This Hawaiian garlic shrimp recipe was shared on Facebook and I was lucky to have seen it. I bookmarked it and was able to use it a week ago. My son’s girlfriend came over for dinner and along with a stir-fried noodle dish, I served this delicious shrimp dish. The flour/paprika coated shrimp were cooked in a tasty mixture of butter, garlic and white wine and finished off with lemon juice and fresh cilantro. My family really enjoyed it and my son’s girlfriend really enjoyed it as well. It’s no surprise that it was a big hit since my family is a huge fan of any kind of seafood. I recommend it for any seafood lover!
Hawaiian Garlic Shrimp
Author: Liza A
Serves: 4-5 servings
- ¾ cup all-purpose flour
- 1½ tsp. sweet paprika
- Kosher salt
- 1 ½ lbs tiger prawns or large shrimps peeled, deveined, and patted dry
- 3 tbsp olive oil
- 8 large cloves garlic, coarsely chopped
- ¾ cup sake or dry white wine
- 3 tbsp cold unsalted butter, cut into 3 pieces
- ⅓ cup chopped fresh cilantro
- 1 tbsp fresh lemon juice
- In a shallow bowl, combine the flour, paprika, and 1-1/2 tsp. salt. Lightly dredge the shrimp in the mixture, shaking off the excess; set aside.

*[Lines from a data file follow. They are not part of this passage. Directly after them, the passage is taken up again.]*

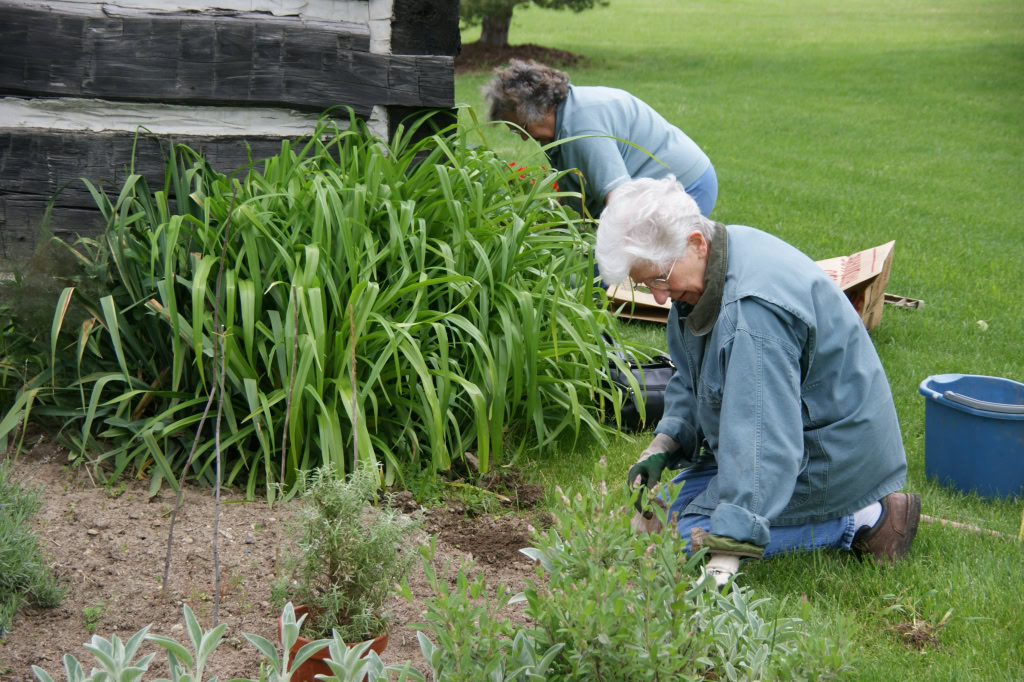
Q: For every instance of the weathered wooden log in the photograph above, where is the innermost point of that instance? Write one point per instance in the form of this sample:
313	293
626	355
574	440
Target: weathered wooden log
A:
230	59
35	164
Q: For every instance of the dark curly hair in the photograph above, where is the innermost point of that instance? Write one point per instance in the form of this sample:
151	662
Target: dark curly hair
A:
525	91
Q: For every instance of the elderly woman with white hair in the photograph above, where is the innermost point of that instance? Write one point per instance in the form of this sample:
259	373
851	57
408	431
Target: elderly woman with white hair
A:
543	102
779	412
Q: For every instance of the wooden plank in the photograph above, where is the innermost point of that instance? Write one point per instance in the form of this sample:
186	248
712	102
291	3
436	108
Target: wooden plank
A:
210	59
425	27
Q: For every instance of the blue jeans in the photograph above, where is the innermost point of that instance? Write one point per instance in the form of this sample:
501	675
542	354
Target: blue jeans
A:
705	190
834	534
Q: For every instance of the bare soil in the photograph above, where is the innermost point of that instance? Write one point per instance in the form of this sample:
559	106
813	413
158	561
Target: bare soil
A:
477	56
108	546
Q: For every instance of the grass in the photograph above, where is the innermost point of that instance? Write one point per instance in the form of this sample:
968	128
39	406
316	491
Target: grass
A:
25	578
839	127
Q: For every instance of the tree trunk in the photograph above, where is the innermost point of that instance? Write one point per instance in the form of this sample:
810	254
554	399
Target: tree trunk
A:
495	29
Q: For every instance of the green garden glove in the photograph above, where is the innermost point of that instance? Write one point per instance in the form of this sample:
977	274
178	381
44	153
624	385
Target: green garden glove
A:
647	471
657	456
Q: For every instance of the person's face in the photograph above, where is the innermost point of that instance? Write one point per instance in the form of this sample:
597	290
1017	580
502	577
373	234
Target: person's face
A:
683	281
543	131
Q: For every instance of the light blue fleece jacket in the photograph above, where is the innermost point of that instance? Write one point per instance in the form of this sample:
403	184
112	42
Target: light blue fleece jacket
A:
779	381
606	163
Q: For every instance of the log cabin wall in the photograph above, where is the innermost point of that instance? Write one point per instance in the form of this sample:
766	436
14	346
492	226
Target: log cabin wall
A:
80	79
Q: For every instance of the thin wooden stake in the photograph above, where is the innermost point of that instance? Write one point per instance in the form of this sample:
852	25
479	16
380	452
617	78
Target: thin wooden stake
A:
291	383
970	527
351	374
206	411
216	503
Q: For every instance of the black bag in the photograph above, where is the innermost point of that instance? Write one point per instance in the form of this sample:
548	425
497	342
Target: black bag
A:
652	377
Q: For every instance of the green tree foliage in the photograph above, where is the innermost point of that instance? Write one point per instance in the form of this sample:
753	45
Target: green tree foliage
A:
495	16
453	289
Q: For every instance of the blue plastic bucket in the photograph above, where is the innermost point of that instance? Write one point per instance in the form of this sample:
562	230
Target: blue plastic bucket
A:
974	433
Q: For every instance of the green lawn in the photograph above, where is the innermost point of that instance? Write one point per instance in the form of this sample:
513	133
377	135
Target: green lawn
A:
841	126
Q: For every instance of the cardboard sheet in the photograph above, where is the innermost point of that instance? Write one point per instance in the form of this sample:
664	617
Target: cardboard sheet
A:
862	276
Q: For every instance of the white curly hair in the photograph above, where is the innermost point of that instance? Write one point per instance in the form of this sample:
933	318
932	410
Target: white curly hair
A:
646	222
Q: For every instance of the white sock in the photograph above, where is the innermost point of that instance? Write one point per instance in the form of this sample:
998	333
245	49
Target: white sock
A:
867	516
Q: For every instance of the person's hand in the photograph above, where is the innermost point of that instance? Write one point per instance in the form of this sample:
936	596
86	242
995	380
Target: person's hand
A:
722	567
647	470
653	460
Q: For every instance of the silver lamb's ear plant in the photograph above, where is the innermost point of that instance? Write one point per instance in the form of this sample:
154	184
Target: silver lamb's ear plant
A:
281	671
185	668
357	663
115	658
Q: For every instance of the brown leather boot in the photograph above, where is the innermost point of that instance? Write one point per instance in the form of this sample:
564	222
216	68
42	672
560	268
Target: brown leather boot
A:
889	540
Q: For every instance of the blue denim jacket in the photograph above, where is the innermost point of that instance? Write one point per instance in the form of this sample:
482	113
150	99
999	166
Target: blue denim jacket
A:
784	392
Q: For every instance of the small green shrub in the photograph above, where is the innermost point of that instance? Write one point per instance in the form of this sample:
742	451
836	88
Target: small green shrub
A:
91	616
345	564
25	578
611	605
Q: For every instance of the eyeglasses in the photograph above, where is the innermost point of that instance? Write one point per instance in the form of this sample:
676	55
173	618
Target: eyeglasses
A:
660	284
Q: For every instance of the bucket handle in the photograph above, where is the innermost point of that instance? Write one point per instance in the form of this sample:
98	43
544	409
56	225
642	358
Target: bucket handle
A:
984	405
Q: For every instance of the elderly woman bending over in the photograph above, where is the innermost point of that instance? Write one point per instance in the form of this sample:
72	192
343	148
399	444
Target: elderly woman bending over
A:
779	413
541	100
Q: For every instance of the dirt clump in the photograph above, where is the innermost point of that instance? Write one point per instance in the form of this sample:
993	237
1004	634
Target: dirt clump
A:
108	545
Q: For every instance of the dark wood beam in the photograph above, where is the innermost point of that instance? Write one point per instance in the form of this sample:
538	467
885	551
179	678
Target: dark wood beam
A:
223	59
35	164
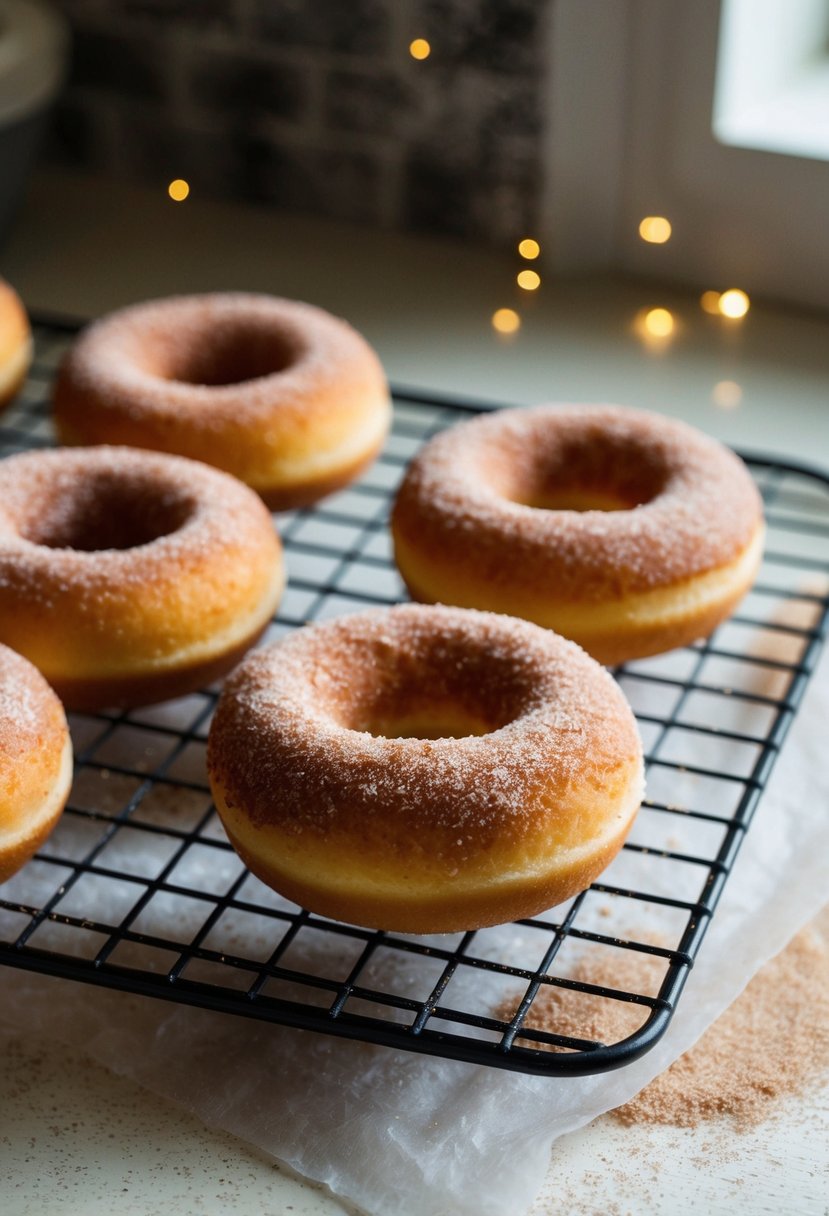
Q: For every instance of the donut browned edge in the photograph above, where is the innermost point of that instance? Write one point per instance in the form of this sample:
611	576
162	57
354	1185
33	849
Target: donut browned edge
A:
278	393
130	576
35	761
424	769
627	532
16	345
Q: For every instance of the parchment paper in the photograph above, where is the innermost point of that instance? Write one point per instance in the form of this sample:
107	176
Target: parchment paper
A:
404	1135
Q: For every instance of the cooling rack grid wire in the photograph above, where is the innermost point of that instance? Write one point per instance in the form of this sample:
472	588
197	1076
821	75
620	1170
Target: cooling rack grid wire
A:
137	889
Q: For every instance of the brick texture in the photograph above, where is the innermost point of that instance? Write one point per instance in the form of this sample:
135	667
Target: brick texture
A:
317	106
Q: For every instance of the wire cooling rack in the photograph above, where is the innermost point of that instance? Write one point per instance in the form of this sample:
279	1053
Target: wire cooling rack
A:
137	889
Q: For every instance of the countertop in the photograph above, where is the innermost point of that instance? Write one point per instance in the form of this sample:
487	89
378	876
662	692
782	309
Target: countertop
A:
77	1138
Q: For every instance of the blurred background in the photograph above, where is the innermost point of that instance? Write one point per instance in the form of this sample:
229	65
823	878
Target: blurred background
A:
478	119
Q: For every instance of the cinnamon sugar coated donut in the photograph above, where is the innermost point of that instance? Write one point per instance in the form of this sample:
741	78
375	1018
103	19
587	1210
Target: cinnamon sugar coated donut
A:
287	398
424	770
35	761
16	345
624	530
130	576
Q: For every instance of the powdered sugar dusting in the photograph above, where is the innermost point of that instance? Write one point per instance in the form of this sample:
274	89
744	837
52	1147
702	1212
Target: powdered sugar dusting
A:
215	361
693	504
27	713
288	742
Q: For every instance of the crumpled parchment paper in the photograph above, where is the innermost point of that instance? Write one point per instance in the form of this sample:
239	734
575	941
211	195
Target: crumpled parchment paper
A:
402	1135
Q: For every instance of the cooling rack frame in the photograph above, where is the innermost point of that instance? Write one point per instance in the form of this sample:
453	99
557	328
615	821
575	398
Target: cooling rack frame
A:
398	1018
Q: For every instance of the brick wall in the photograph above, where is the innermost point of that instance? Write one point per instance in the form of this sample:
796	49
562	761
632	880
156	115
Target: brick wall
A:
317	106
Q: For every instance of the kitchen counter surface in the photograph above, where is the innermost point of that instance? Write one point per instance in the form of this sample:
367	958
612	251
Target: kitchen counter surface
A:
77	1138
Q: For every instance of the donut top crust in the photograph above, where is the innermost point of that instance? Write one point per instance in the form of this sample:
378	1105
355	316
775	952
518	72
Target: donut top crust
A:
32	724
692	505
289	738
13	322
114	523
225	355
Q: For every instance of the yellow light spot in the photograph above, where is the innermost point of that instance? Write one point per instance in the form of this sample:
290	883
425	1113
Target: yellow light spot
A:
655	229
179	190
659	322
529	248
506	320
734	303
727	394
530	280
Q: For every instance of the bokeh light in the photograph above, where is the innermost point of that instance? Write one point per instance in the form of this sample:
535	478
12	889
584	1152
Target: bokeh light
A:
529	248
179	190
655	229
529	280
506	320
659	322
734	303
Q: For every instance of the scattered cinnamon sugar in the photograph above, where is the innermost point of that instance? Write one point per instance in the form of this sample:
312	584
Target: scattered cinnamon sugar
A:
771	1043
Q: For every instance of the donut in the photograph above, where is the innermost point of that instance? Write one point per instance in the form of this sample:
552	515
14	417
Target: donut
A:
627	532
129	576
424	769
35	761
16	344
285	397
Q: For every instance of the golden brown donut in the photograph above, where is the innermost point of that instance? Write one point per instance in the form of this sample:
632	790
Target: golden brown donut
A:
129	576
424	770
35	761
287	398
626	532
16	344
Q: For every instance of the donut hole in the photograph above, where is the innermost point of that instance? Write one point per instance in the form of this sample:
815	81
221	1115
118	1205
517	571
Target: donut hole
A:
591	472
103	512
429	692
229	354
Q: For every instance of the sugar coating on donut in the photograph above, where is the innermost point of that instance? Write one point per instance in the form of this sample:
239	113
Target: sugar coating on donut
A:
32	725
554	715
691	505
224	350
56	505
23	714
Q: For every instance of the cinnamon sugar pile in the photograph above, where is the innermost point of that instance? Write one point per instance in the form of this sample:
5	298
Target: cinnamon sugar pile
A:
771	1043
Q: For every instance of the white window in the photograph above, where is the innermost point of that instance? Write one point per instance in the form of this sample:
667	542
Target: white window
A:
657	108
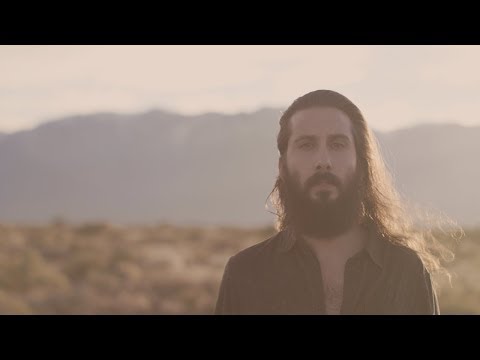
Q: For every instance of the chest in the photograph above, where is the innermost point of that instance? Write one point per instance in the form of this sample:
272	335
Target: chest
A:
333	285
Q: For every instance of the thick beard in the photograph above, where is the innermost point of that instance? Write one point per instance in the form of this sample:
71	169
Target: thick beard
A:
323	218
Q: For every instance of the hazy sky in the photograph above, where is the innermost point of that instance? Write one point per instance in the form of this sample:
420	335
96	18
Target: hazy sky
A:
394	86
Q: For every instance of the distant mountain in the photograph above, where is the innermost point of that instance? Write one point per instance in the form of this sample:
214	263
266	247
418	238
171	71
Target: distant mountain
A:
206	169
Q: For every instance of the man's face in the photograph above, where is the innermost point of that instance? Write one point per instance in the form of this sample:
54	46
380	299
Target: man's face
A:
321	171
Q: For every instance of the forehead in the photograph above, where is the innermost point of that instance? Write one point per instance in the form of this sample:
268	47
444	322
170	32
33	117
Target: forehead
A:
320	121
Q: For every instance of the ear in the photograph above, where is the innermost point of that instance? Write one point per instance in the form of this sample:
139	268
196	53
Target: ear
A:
281	167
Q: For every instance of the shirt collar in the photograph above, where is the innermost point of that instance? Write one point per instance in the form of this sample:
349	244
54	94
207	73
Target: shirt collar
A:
375	246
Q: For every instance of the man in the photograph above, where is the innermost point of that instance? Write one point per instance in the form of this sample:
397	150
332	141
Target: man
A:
345	243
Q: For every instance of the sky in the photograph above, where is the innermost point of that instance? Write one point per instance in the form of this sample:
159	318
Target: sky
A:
394	86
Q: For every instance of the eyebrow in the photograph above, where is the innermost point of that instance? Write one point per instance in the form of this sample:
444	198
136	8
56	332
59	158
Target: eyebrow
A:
330	137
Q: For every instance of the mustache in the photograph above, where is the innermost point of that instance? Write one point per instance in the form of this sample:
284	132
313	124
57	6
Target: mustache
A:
328	178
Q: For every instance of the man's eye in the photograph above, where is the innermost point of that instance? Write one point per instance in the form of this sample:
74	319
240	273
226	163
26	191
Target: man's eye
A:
306	146
338	145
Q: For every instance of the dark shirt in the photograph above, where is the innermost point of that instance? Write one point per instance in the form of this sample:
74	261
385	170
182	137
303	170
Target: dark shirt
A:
281	275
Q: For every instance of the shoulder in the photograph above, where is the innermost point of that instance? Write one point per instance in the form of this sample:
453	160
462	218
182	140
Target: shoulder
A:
255	255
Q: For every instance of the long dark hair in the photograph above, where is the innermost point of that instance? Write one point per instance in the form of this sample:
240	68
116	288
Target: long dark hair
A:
383	208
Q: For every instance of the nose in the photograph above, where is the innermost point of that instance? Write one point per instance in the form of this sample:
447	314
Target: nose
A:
323	160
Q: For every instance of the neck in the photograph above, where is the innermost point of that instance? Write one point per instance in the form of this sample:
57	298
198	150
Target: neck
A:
342	246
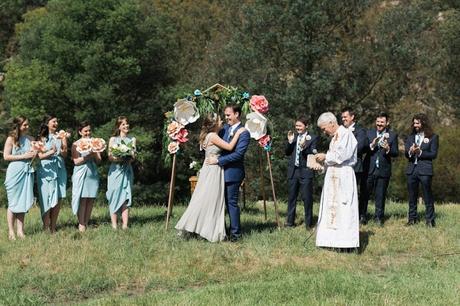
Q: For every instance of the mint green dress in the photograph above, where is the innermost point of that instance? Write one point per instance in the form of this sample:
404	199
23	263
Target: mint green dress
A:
19	180
85	183
51	177
120	182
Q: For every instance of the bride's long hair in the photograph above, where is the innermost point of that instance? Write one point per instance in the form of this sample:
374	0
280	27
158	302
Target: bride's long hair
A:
210	123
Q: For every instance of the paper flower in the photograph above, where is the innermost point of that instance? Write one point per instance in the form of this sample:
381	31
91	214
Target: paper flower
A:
256	124
259	104
38	146
181	136
185	111
84	146
173	147
265	141
97	144
174	128
62	134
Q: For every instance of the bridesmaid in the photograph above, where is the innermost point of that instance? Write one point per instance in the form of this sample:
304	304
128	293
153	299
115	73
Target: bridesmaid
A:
120	178
19	181
85	179
51	173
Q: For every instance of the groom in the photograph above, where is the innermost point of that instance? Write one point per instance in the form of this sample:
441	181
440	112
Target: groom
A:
233	164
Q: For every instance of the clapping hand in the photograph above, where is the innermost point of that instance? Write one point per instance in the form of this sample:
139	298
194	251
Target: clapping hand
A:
211	160
290	136
320	157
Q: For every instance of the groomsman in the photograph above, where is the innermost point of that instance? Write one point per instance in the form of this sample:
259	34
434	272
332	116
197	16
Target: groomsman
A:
300	177
421	148
383	145
360	133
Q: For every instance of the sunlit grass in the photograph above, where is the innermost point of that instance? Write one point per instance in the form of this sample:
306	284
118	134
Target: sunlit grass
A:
148	265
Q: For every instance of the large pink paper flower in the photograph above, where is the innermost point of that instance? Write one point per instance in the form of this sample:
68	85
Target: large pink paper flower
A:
173	147
181	136
174	128
259	104
264	141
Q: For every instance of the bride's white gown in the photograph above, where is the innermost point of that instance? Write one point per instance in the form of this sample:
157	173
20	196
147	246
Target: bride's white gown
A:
205	214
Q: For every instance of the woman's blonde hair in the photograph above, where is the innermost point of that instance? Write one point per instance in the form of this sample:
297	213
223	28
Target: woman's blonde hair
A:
16	129
209	125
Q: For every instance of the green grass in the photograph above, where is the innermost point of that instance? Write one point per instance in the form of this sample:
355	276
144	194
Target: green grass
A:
147	265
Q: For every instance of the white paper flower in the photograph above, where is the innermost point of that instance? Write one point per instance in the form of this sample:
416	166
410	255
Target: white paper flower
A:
185	111
256	124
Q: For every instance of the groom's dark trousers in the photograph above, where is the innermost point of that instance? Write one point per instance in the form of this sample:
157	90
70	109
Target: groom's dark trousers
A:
233	164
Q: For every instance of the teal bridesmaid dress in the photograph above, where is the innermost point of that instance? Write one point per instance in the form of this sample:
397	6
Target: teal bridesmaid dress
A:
51	177
119	182
85	183
19	181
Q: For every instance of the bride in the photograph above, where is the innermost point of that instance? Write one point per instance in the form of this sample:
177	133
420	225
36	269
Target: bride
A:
205	214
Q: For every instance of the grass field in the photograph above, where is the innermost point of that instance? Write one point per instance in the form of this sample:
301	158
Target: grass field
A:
146	265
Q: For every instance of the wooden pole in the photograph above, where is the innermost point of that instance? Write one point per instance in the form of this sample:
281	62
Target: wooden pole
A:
171	191
262	183
273	190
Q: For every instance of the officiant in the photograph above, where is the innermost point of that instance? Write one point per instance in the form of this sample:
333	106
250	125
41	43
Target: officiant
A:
338	220
300	178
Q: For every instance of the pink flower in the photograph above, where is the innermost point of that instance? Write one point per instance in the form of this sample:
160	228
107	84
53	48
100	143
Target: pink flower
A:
38	146
259	104
181	136
173	147
174	128
264	141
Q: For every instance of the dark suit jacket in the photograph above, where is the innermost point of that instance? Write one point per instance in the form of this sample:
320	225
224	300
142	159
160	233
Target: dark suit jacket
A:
310	148
233	161
425	160
360	134
384	169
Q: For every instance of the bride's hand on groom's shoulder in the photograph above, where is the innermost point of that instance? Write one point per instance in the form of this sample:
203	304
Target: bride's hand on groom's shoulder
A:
211	160
240	130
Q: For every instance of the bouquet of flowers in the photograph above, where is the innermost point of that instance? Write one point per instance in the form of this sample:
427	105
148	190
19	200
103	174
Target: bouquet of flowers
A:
196	166
88	145
123	149
62	134
38	146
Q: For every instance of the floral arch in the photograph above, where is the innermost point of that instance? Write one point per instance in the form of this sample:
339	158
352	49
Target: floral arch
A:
213	100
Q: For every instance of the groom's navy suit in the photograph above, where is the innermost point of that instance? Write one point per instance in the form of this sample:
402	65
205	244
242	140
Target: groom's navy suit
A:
300	177
233	164
377	164
420	170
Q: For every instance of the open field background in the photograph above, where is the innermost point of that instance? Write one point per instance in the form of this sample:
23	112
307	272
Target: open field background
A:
145	265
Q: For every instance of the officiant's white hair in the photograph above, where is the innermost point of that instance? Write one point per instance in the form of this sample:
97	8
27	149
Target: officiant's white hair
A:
326	118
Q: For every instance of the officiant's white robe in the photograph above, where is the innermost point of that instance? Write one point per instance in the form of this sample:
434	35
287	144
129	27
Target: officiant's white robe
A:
338	220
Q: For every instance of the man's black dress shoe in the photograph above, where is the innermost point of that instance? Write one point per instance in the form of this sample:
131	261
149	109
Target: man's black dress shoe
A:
235	238
379	222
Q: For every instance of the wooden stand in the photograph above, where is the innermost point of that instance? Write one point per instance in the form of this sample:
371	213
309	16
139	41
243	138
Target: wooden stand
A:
273	190
171	191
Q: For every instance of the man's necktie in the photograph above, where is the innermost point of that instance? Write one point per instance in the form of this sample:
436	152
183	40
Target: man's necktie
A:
298	149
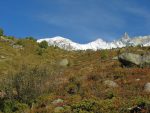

- Heat a heavy-duty 12-inch skillet over medium-low heat. Add the oil, garlic, and a pinch of salt. Cook, stirring, until the garlic is tender, about 2 minutes. Using a slotted spoon, remove and reserve the garlic, leaving the oil in the pan.
- Turn the heat up to medium high and add the shrimp in a single layer. Cook undisturbed for 2 minutes, then flip and cook until nearly opaque in the center, 1 to 2 minutes more. Add the sake and ½ tsp. salt and cook, flipping the shrimp once, until the liquid is reduced by half, about 3 minutes. Add the butter and the reserved garlic, and cook, swirling the pan, until the sauce is emulsified. Remove from the heat, add the cilantro and lemon juice, and toss to combine. Season to taste with salt and serve.